St. Francis and the First Nativity Scene

We all love our Nativity scenes. These have been popular Advent and Christmas decorations for centuries. But were you aware they originated by our beloved St. Francis?

St. Francis of Assisi had a special devotion to the Child Jesus. He is credited with creating the first nativity scene on Christmas Eve of the year 1223.

It is believed that St. Francis was inspired by this idea after he visited the Holy site of Bethlehem on a pilgrimage. As he visited this humble stable in a Bethlehem Cave, his devotion to the Child Jesus was deepened. The Child Jesus was born into the world in poverty, humility, and simplicity. St. Francis founded his new religious Order to imitate these very virtues.


The first nativity scene was recreated by St. Francis in a special ritual and Mass he held inside of a cave in Greccio, Italy. St. Francis invited both his fellow friars and the townspeople to join in the celebration.

St. Francis shared with a friend why he desired to create the first nativity scene in his town:

I want to do something that will recall the memory of that Child who was born in Bethlehem, to see with bodily eyes the inconveniences of his infancy, how he lay in the manger, and how the ox and ass stood by.”

The Life of St. Francis, by St. Bonaventure

The first Nativity scene was a live Nativity. He set up an empty manger (the feeding trough of farm animals which served as Jesus’ crib) inside a cave. He also included a live ox and donkey beside the manger just as it was believed to have happened on that first Christmas night.

St. Francis hoped that through these visual aids everyone would understand how Christ came into the world in such poverty and simplicity.

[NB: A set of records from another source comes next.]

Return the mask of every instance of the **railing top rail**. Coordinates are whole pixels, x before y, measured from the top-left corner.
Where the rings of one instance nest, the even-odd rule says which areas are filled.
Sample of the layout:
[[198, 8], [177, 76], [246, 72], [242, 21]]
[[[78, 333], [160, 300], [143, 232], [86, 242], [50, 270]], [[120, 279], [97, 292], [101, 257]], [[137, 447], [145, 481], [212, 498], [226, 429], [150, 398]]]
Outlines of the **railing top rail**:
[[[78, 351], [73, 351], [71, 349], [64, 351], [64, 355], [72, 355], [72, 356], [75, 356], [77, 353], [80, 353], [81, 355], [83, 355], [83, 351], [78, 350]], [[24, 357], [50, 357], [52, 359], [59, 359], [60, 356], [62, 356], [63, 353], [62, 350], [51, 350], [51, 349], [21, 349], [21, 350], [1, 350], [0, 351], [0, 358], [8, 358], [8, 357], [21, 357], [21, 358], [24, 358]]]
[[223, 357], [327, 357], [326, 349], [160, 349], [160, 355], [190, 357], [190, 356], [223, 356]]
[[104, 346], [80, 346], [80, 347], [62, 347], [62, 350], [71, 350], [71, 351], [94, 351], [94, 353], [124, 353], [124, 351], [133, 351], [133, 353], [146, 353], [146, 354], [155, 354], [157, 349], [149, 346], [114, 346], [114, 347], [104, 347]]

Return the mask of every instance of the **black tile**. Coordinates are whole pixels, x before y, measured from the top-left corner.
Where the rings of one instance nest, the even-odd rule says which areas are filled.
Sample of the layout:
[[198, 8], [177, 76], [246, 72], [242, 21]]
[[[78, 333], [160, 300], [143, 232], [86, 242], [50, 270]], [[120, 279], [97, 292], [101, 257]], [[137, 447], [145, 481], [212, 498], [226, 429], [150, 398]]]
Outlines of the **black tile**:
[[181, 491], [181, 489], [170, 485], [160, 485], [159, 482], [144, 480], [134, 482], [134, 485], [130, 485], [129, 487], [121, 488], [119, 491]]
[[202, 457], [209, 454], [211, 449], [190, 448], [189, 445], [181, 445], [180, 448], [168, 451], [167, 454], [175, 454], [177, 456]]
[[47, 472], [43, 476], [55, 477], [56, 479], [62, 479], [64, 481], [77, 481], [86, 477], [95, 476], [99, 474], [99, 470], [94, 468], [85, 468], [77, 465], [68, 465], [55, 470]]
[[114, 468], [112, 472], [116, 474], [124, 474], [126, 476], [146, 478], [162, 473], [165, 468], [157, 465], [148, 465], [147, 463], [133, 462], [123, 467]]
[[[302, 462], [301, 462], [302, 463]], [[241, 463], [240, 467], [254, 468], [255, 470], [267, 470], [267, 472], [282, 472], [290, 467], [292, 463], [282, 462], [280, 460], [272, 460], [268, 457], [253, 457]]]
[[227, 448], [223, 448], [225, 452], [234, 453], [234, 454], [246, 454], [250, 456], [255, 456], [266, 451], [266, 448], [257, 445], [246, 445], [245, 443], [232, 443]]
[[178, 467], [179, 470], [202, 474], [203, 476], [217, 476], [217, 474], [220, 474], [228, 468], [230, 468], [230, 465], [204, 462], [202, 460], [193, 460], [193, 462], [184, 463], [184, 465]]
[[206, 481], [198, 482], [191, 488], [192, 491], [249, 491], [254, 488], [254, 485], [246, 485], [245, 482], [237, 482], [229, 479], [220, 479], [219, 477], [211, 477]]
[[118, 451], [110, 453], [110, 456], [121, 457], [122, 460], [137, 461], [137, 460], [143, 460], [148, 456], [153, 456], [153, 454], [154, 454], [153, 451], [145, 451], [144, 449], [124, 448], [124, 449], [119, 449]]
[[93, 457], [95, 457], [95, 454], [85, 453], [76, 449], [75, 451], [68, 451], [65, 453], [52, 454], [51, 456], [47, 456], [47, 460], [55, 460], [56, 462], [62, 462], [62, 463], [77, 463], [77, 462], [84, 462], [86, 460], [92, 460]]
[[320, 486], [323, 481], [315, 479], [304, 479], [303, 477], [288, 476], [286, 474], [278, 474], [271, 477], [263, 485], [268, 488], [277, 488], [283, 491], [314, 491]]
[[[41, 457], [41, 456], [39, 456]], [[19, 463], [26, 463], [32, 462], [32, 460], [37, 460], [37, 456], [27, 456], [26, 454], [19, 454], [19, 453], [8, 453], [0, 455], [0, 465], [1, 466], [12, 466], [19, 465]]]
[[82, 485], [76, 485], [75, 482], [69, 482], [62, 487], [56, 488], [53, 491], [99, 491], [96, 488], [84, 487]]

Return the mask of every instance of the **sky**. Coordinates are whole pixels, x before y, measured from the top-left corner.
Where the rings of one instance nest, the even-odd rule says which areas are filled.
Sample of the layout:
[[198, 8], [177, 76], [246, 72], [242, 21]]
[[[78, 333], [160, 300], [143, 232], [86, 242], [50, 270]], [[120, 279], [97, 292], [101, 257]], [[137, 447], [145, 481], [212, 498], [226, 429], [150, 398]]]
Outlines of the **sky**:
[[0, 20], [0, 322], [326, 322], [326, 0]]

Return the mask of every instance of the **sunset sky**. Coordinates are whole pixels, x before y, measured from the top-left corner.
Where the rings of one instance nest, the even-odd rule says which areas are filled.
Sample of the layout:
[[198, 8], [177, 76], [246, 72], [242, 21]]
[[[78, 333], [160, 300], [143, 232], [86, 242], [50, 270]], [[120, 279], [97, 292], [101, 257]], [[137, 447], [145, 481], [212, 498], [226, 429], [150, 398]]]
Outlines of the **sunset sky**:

This was a typical perspective of St. Francis’ unique charism of simple, poverty-centered spirituality.

It is also said that St. Francis—who was radically devoted to the virtue of evangelical poverty—was inspired to recreate the original nativity scene to overcome the rampant greed and materialism prevalent at that time in Italy.


St. Bonaventure (1221 – 1274), a follower of St. Francis gives us a complete account of the night of the first live nativity scene:

It happened in the third year before his death, that in order to excite the inhabitants of Grecio to commemorate the nativity of the Infant Jesus with great devotion, [St. Francis] determined to keep it with all possible solemnity; and lest he should be accused of lightness or novelty, he asked and obtained the permission of the sovereign Pontiff. Then he prepared a manger, and brought hay, and an ox and an ass to the place appointed.

The brethren were summoned, the people ran together, the forest resounded with their voices, and that venerable night was made glorious by many and brilliant lights and sonorous psalms of praise.”

The man of God [St. Francis] stood before the manger, full of devotion and piety, bathed in tears and radiant with joy; the Holy Gospel was chanted by Francis, the Levite of Christ. Then he preached to the people around the nativity of the poor King; and being unable to utter His name for the tenderness of His love, He called Him the Babe of Bethlehem.”

The Life of St. Francis, by St. Bonaventure


This live nativity was so popular that soon every church in Italy had its own nativity scene. The devotion also spread to private homes, and in modern times even to secular institutions, so much so that it’s now impossible to imagine Christmas without a nativity scene to behold.

Hopefully, this story of the first nativity scene will inspire you to see your nativity set as much more than just as a pretty Christmas decoration.

Let us remember St. Francis on that night and see that our nativity scenes are a tool for meditation.

Let us remember that Christ was born into this world in poverty, humility, and simplicity. He took this on, from the moment of His incarnation, out of his boundless love for his lost sheep.

May Saint Francis’ love for the child Jesus incite you and me to adore him, as Francis did, with our simplicity, humility, and generosity of heart not only in this Christmas but in each and every single day of our lives!